HUEVO FRITO CUM LAUDE

HUEVO FRITO CUM LAUDE
(Imagen de Mariola Bogacki)
En cuanto alguien me dice: “es que la fritanga no es sana”, salgo corriendo, igual que si me dicen que admiran a Warhol como pintor o a Octavio Paz como poeta. Me da pereza tener que discutir de tanto lugar común. Uno es fritanguero, solanesco, machadiano, anticuado. En el cole deberían enseñar a los niños cómo pintar un atardecer, cómo hacer un verso y cómo freír un huevo. También deberían enseñarles a ser educados con los viejos, que robar está mal, que ensuciar la calle peor, que leer todos los días un rato no los privará de vivir, de besar a la novia, ni de matar marcianos en la consola, También a hablar, a discutir con elegancia y hasta con ferocidad pero nunca con los puños. Y por último deberían enseñarles que caminar, nadar, biciclear, respetar los árboles y fritanguear con aceite de oliva es muy bueno para la salud del alma y la del cuerpo, que es lo mismo. Pero claro, la escuela está para otras cosas accesorias que le importan mucho a Wert y a sus secuaces.
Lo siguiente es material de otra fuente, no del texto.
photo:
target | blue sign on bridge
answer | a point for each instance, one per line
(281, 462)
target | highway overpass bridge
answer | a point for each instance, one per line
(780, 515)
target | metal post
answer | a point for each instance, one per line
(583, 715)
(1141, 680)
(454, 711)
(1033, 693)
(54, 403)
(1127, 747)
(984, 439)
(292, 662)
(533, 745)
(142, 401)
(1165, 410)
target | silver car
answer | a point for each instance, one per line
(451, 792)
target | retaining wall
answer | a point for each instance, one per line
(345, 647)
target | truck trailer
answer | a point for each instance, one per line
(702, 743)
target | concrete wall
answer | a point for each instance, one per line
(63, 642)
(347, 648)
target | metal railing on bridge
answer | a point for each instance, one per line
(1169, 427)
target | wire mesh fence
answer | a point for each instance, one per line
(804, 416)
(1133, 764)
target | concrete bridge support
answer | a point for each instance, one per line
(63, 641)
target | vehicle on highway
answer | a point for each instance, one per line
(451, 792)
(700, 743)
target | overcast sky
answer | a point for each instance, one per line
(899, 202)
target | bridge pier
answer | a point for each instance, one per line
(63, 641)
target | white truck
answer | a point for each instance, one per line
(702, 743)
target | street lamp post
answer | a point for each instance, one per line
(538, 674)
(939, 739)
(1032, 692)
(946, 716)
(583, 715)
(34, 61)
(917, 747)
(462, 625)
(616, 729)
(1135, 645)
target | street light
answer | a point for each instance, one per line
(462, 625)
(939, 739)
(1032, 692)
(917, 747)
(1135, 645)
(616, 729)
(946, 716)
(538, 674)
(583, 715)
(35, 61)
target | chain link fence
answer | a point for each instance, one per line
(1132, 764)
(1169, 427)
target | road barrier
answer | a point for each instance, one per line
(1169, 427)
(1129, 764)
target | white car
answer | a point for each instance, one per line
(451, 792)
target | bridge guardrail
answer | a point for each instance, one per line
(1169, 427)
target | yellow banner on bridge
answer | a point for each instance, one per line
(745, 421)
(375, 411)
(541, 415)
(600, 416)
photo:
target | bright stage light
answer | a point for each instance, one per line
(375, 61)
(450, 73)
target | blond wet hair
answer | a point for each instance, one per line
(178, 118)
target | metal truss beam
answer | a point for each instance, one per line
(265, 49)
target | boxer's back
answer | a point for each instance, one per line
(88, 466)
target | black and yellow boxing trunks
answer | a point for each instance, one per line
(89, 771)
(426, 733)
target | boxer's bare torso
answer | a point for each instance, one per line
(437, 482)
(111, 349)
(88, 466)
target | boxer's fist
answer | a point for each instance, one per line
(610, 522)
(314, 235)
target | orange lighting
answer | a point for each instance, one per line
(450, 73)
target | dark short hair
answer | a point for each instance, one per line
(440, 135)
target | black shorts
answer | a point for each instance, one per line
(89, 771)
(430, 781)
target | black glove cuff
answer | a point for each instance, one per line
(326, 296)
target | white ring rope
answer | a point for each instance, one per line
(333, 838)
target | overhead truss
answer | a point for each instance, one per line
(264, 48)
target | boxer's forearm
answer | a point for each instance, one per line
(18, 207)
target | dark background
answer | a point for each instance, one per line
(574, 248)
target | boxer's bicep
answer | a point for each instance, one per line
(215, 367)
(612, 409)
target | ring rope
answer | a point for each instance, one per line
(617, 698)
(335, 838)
Tan difícil. O tan fácil hacer un huevo frito. Me gustan con pimientos fritos, con patatas fritas, con torreznos fritos (no puedo ser sublime sin interrupción, ya dije). Los españoles sin fritos seríamos otra cosa, marcianos o algo peor.

También me gustan con trufa de Teruel por encima o salpicados de caviar de Riofrío. Pero si alguien me invita a su casa a comer unos huevos fritos con patatas y virutas de jamón no tengo más que decir, ese amigo o amiga sabe cocinar y no necesita deslumbrarme con fuegos artificiales deconstruídos. Ese es el punto medio entre lo castizo y lo sublime.